American Indian Civil Rights Conference Says Women Key


By Carol Berry

It was a conference on the complexities of American Indian civil
rights, but it carried a timeless admonition that civil rights are
human rights as expressed in a principled way of life, a message often
conveyed by women, "The earth is our mother," said Henrietta Mann,
Cheyenne, "and we are still trying to live in harmony with one
another."

She was the opening speaker at the third annual Pathways to Respecting
American Indian Civil Rights conference August 8 – 9 in Denver,
Colorado, sponsored primarily by local colleges and government
agencies and drawing more than 30 presenters and speakers. Many of
which shared first-hand experience with the issues being discussed.

Attorney Keith Smith, who conducted a session on violence against
women legislation, said his Navajo grandmother wondered why "we have
to put into law to make people behave like they should in the first
place."

Underscoring the positive role of women, Mann said, "American Indian
women are the makers of history. They have given life to the
generations who carried their sacred knowledge." Mann, who is
Professor Emeritus of Native American Studies at the University of
Montana, recalled her great-grandmother's tenacity when, as a
teenager, she survived the Sand Creek Massacre of 1864 in southeastern
Colorado.

Some views of women's value were general, some very personal, as in
the experience of Michael E. Bird, former president of the American
Public Health Association, who recalled a childhood with an alcoholic
father who was "never really a father" and who died of cirrhosis.

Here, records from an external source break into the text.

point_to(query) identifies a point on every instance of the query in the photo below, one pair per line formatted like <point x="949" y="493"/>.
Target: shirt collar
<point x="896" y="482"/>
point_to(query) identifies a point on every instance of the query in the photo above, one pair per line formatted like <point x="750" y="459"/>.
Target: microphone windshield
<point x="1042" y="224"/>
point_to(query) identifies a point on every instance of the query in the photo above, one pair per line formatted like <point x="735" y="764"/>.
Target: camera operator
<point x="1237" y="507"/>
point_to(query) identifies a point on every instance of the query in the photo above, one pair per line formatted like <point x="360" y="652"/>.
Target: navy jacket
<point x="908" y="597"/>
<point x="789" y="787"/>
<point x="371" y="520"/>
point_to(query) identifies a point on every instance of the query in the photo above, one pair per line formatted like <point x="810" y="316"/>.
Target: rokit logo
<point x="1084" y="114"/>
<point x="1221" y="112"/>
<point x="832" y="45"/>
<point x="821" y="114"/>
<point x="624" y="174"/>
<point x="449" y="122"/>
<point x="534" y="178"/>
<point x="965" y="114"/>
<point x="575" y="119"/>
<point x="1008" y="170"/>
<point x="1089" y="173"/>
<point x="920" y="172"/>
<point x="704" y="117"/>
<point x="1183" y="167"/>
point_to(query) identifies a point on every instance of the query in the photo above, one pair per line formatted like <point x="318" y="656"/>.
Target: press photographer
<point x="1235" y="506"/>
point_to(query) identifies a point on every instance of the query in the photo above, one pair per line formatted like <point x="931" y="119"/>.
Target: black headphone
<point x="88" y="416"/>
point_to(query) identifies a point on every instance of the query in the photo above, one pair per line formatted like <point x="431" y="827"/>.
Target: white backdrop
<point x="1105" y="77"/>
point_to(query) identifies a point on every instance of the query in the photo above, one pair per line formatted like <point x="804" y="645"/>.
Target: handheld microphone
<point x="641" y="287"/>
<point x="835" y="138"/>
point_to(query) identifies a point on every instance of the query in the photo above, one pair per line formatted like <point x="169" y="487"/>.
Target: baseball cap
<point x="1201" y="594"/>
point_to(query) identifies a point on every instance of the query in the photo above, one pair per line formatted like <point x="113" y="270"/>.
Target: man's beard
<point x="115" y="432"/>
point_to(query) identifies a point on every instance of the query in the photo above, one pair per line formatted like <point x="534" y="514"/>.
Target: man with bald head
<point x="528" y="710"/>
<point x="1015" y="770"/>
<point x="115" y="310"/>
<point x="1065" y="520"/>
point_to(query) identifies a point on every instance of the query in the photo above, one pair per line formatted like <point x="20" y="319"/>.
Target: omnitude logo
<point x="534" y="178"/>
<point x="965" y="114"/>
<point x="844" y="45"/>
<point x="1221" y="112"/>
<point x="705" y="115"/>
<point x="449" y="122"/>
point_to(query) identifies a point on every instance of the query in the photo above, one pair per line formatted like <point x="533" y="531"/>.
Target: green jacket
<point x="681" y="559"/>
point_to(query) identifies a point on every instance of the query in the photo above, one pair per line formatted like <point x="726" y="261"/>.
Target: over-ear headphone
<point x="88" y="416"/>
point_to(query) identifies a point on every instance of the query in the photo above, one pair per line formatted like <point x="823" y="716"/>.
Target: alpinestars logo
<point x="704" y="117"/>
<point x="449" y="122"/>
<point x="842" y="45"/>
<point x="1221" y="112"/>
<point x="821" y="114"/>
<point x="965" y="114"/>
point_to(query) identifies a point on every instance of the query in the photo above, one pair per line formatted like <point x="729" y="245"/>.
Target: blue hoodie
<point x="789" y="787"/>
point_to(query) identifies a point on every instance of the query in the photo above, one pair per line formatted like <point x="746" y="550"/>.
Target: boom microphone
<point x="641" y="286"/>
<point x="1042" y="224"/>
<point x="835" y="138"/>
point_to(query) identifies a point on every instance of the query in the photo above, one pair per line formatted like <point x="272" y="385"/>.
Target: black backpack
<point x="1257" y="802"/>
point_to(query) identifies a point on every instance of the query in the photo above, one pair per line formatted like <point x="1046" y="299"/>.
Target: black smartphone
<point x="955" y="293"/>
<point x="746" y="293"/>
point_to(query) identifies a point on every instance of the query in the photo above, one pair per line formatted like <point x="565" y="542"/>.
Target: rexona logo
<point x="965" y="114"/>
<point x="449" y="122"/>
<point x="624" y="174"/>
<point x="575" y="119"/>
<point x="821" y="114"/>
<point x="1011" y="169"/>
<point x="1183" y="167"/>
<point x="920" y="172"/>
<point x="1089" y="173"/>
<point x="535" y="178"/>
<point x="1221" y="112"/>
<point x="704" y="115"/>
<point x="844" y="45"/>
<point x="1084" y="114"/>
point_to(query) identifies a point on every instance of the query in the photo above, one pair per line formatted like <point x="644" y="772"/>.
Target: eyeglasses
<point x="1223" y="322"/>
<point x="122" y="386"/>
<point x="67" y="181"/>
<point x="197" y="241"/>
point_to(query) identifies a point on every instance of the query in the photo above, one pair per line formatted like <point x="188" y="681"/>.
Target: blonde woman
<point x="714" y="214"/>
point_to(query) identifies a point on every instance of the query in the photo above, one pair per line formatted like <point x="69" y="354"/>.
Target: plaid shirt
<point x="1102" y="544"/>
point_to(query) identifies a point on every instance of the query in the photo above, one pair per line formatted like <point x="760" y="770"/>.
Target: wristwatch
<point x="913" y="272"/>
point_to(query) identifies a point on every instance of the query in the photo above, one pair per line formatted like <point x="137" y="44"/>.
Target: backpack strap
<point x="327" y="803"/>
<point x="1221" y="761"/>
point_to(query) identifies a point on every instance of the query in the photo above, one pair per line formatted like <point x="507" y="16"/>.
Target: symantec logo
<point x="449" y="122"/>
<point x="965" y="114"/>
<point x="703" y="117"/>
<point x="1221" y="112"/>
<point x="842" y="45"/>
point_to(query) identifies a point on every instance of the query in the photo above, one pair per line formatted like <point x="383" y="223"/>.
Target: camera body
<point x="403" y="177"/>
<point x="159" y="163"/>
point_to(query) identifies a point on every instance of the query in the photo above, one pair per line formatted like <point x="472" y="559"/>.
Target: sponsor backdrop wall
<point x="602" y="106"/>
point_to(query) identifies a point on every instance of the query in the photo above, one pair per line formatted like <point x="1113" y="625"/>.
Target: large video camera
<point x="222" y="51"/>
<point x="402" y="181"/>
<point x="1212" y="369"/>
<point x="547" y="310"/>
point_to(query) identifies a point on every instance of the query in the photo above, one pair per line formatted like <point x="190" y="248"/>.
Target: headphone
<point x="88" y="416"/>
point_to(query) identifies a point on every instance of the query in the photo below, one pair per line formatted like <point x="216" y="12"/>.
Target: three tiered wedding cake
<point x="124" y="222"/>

Bird, Santo Domingo, San Juan Pueblo, said his mother was 17 when he
was born and she was raised early on by her grandmother, but later was
"pretty much on her own."

"The fact that I'm alive and not in prison or had other negative
things happen is a blessing," Bird said. He added he owes that to his
mother, "who didn't get what she needed" but nevertheless provided a
home and support: Without her, "I would not be here today." He also
credited others, including a diminutive grandmother who could "scare
the bejesus out of everyone."

The conference's concluding speaker, Gyassi Ross, Blackfeet/Suquamish,
an attorney and columnist for Indian Country Today Media Network,
said, "When I talk about my 90-year-old grandmother, I talk about a
repository of family knowledge that is going to be lost" and he
criticized a reservation where "having a lady roughed up was something
you expected to see."

The themes of women as wise and respected yet sometimes abused were
reflected in such sessions as "Dads and Daughters" alongside those on
the Violence Against Women Act (VAWA) and Tribal Law and Order Act,
both mandates triggered in part by the now-familiar reality in which 1
in 3 Native women will be raped in her lifetime and 2 in 5 will be
victims of domestic or partner violence.

The American Indian Dads and Daughters program took information from
60 fathers of at least 50 tribes and noted that 78 percent of fathers
said tribal spiritual and ceremonial events were the "most special
time" spent with their daughter(s).

Despite positive influences from fathers, however, "There are people
drinking and drugging in our communities and some of them may be
sitting at that drum" or dancing, so that daughters may become wrongly
convinced that "real Indians drink," said Dr. Martin Reinhardt,
Anishinaabe Ojibway citizen of the Sault Ste. Marie Tribe of Chippewa
Indians.

One civil rights victory was salvaged from a Ute Mountain Ute woman's
assault and rape and an area hospital's position that it was out of
rape kits—not a startling assertion given area racism coupled with
third-party billing issues and other conflicts with the tribe.

A coalition of state civil rights representatives and federal and
tribal officials met with hospital administrators and the hospital
agreed to more cultural awareness training, it got rid of insensitive
staff, and it invited members of the Ute Mountain Ute Tribe and Navajo
Nation to sit on the board of directors, said Ernest House Jr.,
executive secretary of the Colorado Commission of Indian Affairs.

Finally, although humans may forget their interrelatedness, Mann said
there are sacred forebears who have imparted history and wisdom to
tribes over time. Naming Grandmother Earth, Changing Woman, Spider
Grandmother, White Buffalo Calf Woman, Corn Mother and a host of
others and "we are rich because of this."